Le spécialiste de la planche à roulette Simon Gagnon et le conseiller municipal Michel Tremblay ont travaillé ensemble pour l'implantation de nouvelles rampes au parc du Bassin, à Chicoutimi.

«Le plus gros et le plus beau» parc de planches à roulettes

Saguenay peut désormais se targuer d'avoir le plus beau et le plus gros parc de planches à roulettes extérieur du Québec. C'est du moins l'avis de Simon Gagnon, spécialiste du sport en région. Depuis samedi, la Ville met officiellement à la disposition du public les nouvelles rampes aménagées au parc du Bassin, à Chicoutimi, tout près de la Petite maison blanche.
Le conseiller municipal Michel Tremblay s'était engagé à dénicher les sommes nécessaires à la création d'un parc au goût du jour et dessiné selon les standards actuels. Rencontré jeudi sur les lieux, l'échevin a précisé que plusieurs adeptes du sport l'ont approché à ce sujet en cours de mandat.
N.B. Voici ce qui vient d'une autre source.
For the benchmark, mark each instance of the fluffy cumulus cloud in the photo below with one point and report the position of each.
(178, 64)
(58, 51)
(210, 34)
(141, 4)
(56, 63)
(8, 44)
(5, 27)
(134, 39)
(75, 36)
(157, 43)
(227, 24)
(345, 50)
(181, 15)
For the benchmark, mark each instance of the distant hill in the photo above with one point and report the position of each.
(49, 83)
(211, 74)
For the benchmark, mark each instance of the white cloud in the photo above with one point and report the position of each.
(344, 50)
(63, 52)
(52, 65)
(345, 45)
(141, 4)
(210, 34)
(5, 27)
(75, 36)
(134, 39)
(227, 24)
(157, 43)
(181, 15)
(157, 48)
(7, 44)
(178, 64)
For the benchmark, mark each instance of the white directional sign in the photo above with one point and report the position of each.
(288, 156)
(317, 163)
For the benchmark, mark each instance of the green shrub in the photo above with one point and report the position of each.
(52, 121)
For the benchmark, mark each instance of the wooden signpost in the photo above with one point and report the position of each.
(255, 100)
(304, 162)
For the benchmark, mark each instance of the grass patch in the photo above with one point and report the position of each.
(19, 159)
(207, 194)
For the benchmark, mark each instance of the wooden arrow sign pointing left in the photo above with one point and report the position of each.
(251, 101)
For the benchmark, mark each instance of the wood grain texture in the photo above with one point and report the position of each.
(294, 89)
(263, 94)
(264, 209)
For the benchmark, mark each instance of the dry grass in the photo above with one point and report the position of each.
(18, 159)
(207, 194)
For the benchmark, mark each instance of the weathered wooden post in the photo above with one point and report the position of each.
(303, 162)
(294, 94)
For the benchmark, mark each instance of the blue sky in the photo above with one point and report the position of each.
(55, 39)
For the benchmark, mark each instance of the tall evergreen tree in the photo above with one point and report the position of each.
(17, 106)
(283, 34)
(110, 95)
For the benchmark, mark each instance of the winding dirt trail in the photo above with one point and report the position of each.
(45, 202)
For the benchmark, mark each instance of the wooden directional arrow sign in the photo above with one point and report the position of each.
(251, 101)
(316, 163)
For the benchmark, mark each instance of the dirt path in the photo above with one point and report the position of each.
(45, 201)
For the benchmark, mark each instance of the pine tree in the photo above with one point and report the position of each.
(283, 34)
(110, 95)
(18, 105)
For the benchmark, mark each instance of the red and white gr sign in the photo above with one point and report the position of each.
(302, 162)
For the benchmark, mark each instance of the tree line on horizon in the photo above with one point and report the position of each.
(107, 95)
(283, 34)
Les infrastructures présentes à Chicoutimi étaient désuètes et les planchistes demandaient des équipements mieux adaptés et plus sécuritaires. Au départ, il a été question de construire des rampes sur la Zone portuaire, mais le projet, évalué à près d'un million de dollars, était pharaonique. Michel Tremblay a su qu'un parc avait été aménagé à La Doré au coût de 50 000 $ et qu'il faisait l'envie des amateurs du sport. Il s'est donc dit qu'il serait possible de revoir le projet chicoutimien à la baisse et a cru bon de l'emmener au coeur de son district, là où des rampes de métal vétustes existaient déjà, et où les mordus avaient l'habitude de se regrouper sur une base régulière. Le conseiller municipal, qui sollicite un deuxième mandat sous la bannière du Parti des citoyens de Saguenay (PCS), a obtenu 200 000 $ en provenance des coffres municipaux pour concrétiser le projet.
Ce qui est novateur dans ce dossier, c'est que des spécialistes du sport ont été invités à proposer des plans et à formuler des idées. Simon Gagnon, qui dirige l'école Skateboard/Snowboard Saguenay, l'organisme mandataire des programmes de planche en sports études à Chicoutimi et à Arvida, a joué un rôle clé dans l'aboutissement du projet, tout comme Jean-Luc Painchaud, spécialiste du patin à roues alignées. 
Simon Gagnon a la discipline de la planche à roulettes dans la peau depuis des années. Il a fait appel à son ami designer de rampes montréalais Hugo Papillon et l'a invité à proposer des esquisses. La Ville a procédé par appel d'offres et c'est lui qui a obtenu le contrat, au grand bonheur de Simon Gagnon, qui croit que Papillon est maître de son art au Québec. 
« C'est un parc de rêve ! Les rampes sont en béton est c'est fait spécialement pour ça. En plus, il est adapté à tous les niveaux et à toutes les disciplines, autant pour la planche que pour la trottinette, le patin à roues alignées et le BMX. C'est beaucoup mieux que les modules préfabriqués en métal qu'on avait avant. Chaque pied carré du mobilier va servir », se réjouit celui qui ouvrira prochainement un parc intérieur entre les murs de l'ancienne brasserie Labatt. 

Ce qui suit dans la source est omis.